2. Two of the people that will be at the meeting have been using the observatory almost exclusively. Therefore, they pretty much have the reign over the thing, and it might be hard to convince them to convert the observatory from a research facility to an education & outreach one. The good news is one will be retiring this summer, and the other probably will in the next few years. So, it’s hard to justify keeping it as research-only just for them.
3. I seem to be the last line of defense for the observatory. If this program doesn’t go ahead, then the observatory will surely shut down. However, if the program does go ahead, I want to be in charge, and I have a feeling that will be met with some resistance (even though no one else is willing to step up to the plate). Not sure what the good news is here.
It will be interesting to see how this meeting goes. I have met with each of these people individually to discuss this project, but am getting conflicting messages: what they say to me and what they (apparently) say to others has been different. I figure if I get them all in one room, then there will be no mistake on who says what.

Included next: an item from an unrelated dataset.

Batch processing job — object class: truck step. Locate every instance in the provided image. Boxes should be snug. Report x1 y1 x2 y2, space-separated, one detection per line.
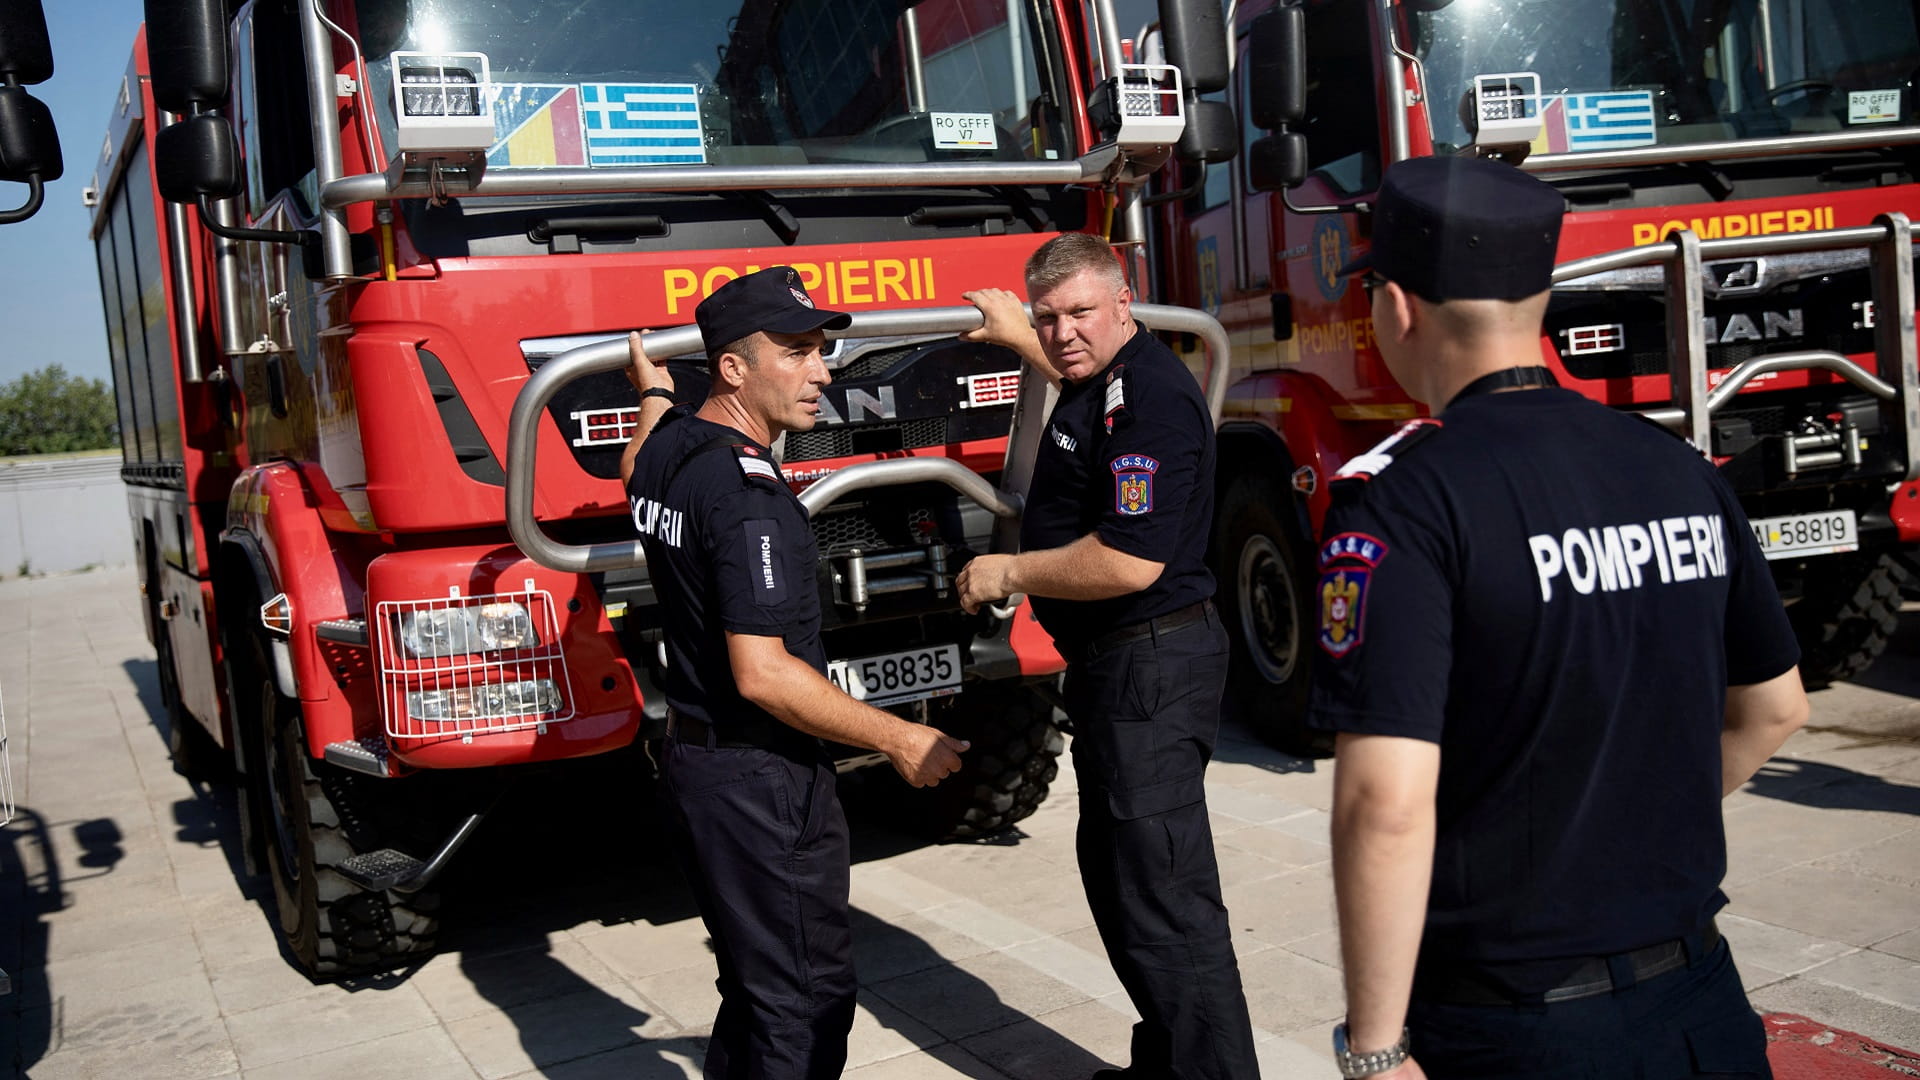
323 738 390 777
337 812 487 894
338 848 427 892
315 618 369 646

I will post an update tomorrow – keep your fingers crossed for me!
I had meetings with two people over the last two days. Both were to discuss a similar topic, but boy, were these meetings like day and night!

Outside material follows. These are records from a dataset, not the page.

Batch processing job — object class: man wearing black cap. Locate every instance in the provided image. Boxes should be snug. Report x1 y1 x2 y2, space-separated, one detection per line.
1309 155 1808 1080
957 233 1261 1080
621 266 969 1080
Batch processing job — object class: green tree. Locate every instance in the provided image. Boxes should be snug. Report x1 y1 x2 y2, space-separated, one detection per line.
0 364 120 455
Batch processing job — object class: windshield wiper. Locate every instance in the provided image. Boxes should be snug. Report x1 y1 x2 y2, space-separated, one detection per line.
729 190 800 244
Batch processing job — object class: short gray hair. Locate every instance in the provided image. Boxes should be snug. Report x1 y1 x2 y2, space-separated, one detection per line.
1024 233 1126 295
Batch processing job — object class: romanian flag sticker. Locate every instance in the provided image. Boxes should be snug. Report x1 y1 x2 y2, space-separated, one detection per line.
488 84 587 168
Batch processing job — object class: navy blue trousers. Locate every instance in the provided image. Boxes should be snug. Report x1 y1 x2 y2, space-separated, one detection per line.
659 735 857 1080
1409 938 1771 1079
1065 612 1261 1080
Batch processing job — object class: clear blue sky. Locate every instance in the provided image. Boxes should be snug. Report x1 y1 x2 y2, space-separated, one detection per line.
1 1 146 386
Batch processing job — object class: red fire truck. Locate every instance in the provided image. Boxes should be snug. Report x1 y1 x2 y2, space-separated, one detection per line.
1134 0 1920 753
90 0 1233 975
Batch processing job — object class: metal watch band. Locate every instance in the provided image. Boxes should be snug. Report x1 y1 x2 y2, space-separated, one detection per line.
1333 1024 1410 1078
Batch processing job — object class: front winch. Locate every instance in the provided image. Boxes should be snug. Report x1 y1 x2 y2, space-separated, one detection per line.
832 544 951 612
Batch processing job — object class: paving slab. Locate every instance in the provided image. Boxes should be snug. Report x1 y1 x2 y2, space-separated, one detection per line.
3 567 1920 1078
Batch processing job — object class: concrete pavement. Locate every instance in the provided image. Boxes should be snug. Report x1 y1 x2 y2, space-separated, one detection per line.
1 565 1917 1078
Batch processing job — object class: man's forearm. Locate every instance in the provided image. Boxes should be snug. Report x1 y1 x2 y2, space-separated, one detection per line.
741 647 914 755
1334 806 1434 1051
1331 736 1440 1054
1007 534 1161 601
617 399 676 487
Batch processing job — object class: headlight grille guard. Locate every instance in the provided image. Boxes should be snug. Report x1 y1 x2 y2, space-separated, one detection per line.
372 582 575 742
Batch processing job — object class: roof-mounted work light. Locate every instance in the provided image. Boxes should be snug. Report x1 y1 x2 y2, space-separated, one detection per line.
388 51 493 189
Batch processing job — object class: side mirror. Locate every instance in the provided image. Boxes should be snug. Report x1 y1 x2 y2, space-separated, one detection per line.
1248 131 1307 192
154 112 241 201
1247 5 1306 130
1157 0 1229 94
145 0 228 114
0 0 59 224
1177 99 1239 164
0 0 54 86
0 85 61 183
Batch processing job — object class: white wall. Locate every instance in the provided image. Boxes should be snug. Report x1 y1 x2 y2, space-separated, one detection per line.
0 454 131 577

During one meeting, I felt that my ideas were no good, not relevant, and that I could not come up with a project without help from someone more senior than me (even if I know more about the subject at hand). The most frustrating part was being told that my idea was “okay”, but if I did what they wanted me to, it would be much better and more well-received. Plus, if I did the latter, I would have a better chance of getting funding* (because it would greatly benefit certain units at the university – not because it would be a “better” idea).
During the second meeting, I felt nothing but support, that I can be an independent researcher, and that my ideas are worthwhile. The most wonderful part was being told that it’s far more important to do something I love and that I’m passionate about, than to do something someone (higher up) wants me too, and that my ideas are relevant to many other people.
After I finished my PhD, I told myself that now is the time to find what I really want to do with my life. What am I passionate about? What excites me? What would get me out of bed in the morning with a smile on my face? There are a few things (which I’ll discuss in another post), and one of them is a new (non-astronomy research) project I’ve started to work on.
I finally started doing something I love, and I’m happier than I have been in months…maybe even years. I really don’t think I’m going to let someone dissuade me from continuing forward with it because they have ulterior motives, even if it means I can’t get funding from them!
Some big changes are coming, and hopefully soon. I’ll be able to pursue my interests with no time constraints and, best of all, no guilt and no one telling me what I should be doing.
*I don’t mean that I won’t be able to get any funding if I work on the project that I want – just that it would be harder to get funding from a particular unit at the university.